Analyze this meeting transcript and provide:
1. A concise summary of key points
2. Action items with responsible parties
3. Important decisions made
Transcript: {transcript}
Format with clear sections:
## Summary
## Action Items
## Decisions Made
"""
# Prepare the payload using the Messages API format
payload = {
"model": "your-qwen-endpoint-name", # Use the name of your endpoint
"messages": [{"role": "user", "content": prompt}],
"max_tokens": 1000,
"temperature": 0.7,
"stream": False
}
# Headers for chat completions
chat_headers = {
"Accept": "application/json",
"Content-Type": "application/json",
"Authorization": f"Bearer {HF_TOKEN}"
}
# Make the request
response = requests.post(SUMMARIZATION_ENDPOINT, headers=chat_headers, json=payload)
response.raise_for_status()
# Parse the response
result = response.json()
return result["choices"][0]["message"]["content"]
def process_meeting_audio(audio_file):
"""Main processing function that handles the complete workflow"""
if audio_file is None:
return "Please upload an audio file.", ""
try:
# Step 1: Transcribe the audio
transcript = transcribe_audio(audio_file)
# Step 2: Generate summary from transcript
summary = generate_summary(transcript)
return transcript, summary
except Exception as e:
return f"Error processing audio: {str(e)}", ""
# Create Gradio interface
app = gr.Interface(
fn=process_meeting_audio,
inputs=gr.Audio(label="Upload Meeting Audio", type="filepath"),
outputs=[
gr.Textbox(label="Full Transcript", lines=10),
gr.Textbox(label="Meeting Summary", lines=8),
],
title="🎤 AI Meeting Notes",
description="Upload audio to get instant transcripts and summaries.",
)
if __name__ == "__main__":
app.launch()
Deploy your transcription app
Now, let’s deploy it to Hugging Face Spaces so everyone can use it!
- Create a new Space: Go to huggingface.co/new-space
- Choose Gradio SDK and make it public
- Upload your files: Upload
app.py
and any requirements - Add your token: In Space settings, add
HF_TOKEN
as a secret - Configure hardware: Consider GPU for faster processing
- Launch: Your app will be live at
https://huggingface.co/spaces/your-username/your-space-name
Your transcription app is now ready to handle meeting notes, interviews, podcasts, and any other audio content that needs to be transcribed and summarized!
Next steps
Great work! You’ve now built a complete transcription application with intelligent summarization.

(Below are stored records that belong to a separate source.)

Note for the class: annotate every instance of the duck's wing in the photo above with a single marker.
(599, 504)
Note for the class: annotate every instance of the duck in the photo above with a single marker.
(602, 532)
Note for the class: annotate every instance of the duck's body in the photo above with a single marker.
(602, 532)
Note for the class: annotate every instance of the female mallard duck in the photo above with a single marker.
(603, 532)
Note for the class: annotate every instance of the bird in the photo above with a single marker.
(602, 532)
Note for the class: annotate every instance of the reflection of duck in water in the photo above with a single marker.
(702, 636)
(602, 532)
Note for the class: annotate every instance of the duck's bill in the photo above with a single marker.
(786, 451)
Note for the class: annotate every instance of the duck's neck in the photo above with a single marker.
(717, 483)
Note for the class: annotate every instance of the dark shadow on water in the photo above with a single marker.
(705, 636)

Here are some ways to extend your transcription app:
- Multi-language support: Add language detection and support for multiple languages
- Speaker identification: Use a model from the hub with speaker diarization capabilities.
- Custom prompts: Allow users to customize the summary format and style
- Implement Text-to-Speech: Use a model from the hub to convert your summary to another audio file!